Скворец согласно кивнул:
– Твоя бабушка, Светлана, совершенно права. Если ребенок не имеет возможности или просто сил активно учиться, читать хорошие книги, его речь формируется только под влиянием окружающих людей. А купеческое сословие в конце 19 века не слишком-то тянулось к знаниям.
– Но погодите, Кирилл, – перебила я скворца, – Вы же сказали, что Секлетея Потаповна уважает научный прогресс!
– Да, уважает, – Кирилл сердито покосился на ухмыляющегося Иноземцева. – Насколько это возможно, конечно, при ее воспитании. И, разумеется, учитывая нравы общества, в котором она живет. Не забывайте, в этом купеческом доме течет позапрошлое столетие! Больше половины населения России вообще безграмотно. А некоторые государственные деятели твердят с высоких трибун, что образование для женщин вредно.
Сашка поднял вверх указательный палец и изрек:
– О, девчонки! Слыхали? Радуйтесь, что сейчас живете, а не тогда! Ты, Ковалева, и не знала бы, что такое шахматы. А ты, Костина, свои любимые книжки в глаза бы не видела. Так что цените наш 21 век!
– Да мы ценим, Санек, не сомневайся, – нетерпеливо отмахнулась Светка. – Но Вы, Кирилл, говорили про вдову…
– И продолжаю. Зря ты, Александр, улыбался, когда я упомянул про ее желание приобщиться к науке. Кстати, ты и сам лишь недавно начал добросовестно учиться. Не так ли?
Сашка покраснел и опустил глаза. Надо же, Кирилл попал прямо в точку! Откуда только он все про нас знает? А скворец невозмутимо продолжал:
– Так вот, о Секлетее Потаповне. Она действительно любознательна и очень интересуется наукой – разумеется, в тех пределах, которые доступны для нее при столь низком уровне образования. Эта, как вы понимаете, по природе очень неглупая женщина хотела бы знать и гораздо больше, но… Достаточно упомянуть тот факт, что она собрала дома большую библиотеку. Секлетея Потаповна постоянно читает, стараясь понять книжную, как она выражается, «премудрость». Особо отмечу: ведя себя подобным образом, вдова вызывает постоянные насмешки в свой адрес от знакомых кумушек-купчих. Да-да, тех самых убежденных невежд, которые одинаковы в любые времена. В 19 веке они, например, целыми днями только едят, спят да молятся.

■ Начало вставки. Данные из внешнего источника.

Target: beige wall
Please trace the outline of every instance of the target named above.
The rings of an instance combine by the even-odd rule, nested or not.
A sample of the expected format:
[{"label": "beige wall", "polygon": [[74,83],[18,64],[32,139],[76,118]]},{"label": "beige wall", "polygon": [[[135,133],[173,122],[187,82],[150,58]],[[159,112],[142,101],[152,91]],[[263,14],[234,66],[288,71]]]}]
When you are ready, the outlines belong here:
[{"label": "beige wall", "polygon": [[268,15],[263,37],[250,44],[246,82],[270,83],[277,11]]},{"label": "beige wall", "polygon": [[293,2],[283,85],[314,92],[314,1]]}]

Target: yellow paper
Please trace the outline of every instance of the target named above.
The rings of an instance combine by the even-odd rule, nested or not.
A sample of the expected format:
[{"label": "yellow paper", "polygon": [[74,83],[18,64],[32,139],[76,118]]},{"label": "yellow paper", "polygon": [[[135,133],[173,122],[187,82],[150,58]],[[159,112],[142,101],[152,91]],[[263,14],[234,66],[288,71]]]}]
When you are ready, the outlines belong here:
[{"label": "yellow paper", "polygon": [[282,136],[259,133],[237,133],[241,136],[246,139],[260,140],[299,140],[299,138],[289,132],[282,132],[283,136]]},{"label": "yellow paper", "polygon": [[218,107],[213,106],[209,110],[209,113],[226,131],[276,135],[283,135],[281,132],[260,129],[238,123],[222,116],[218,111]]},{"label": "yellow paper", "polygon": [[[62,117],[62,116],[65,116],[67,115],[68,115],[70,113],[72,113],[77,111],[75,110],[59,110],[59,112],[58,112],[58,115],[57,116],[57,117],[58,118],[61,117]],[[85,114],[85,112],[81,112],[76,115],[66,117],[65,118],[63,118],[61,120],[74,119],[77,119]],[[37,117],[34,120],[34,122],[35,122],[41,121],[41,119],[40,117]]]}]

– Что, и днем спят? Как детсадовцы? – поразился Сашка.
– Именно! Да и чем им еще заняться, чтобы убить время? Ведь, несмотря на умственную лень, они живые люди и погибают со скуки в своих четырех стенах. Но вот книгу в руки взять совершенно не в силах! Купчихи считают Секлетею Потаповну гордячкой, которая хочет быть умнее их, и упоенно сплетничают о вдове. Причем выдумывают о женщине самые безобразные небылицы – например, о том, что она колдунья и тайная чернокнижница. Потому-то Секлетея Потаповна, мол, и читает – а зачем ей еще это может быть нужно? Но в душе болтушки, конечно, завидуют товарке, хотя ни за что в этом не признаются – даже сами себе.
– А чему завидуют-то? – пожал плечами Сашка.
– Очень просто. Каждый тупица в душе понимает: мыслящие люди что-то ведь да находят в книгах. И явно интересное для них, даже увлекательное! – но, к сожалению, недоступное для глупцов. А это обидно! Вот поэтому неучи терпеть не могут людей образованных, да и просто стремящихся к знаниям – из зависти, разумеется.
Я вспомнила о Щуке. Действительно, он нас с Ковалевой ненавидит именно из-за того, что мы хорошо учимся и много читаем. Бедный Ленька, тяжело ему живется!
Сашка нахмурился и пробормотал:
– Ну, я это… В общем, беру свои слова обратно. Эта Секлестея – она продвинутая тетка. Я над ней больше не стебаюсь.
– И не Секлестея, а Секлетея, – поправила его Светка. – Сам научись говорить, потом над другими насмехайся!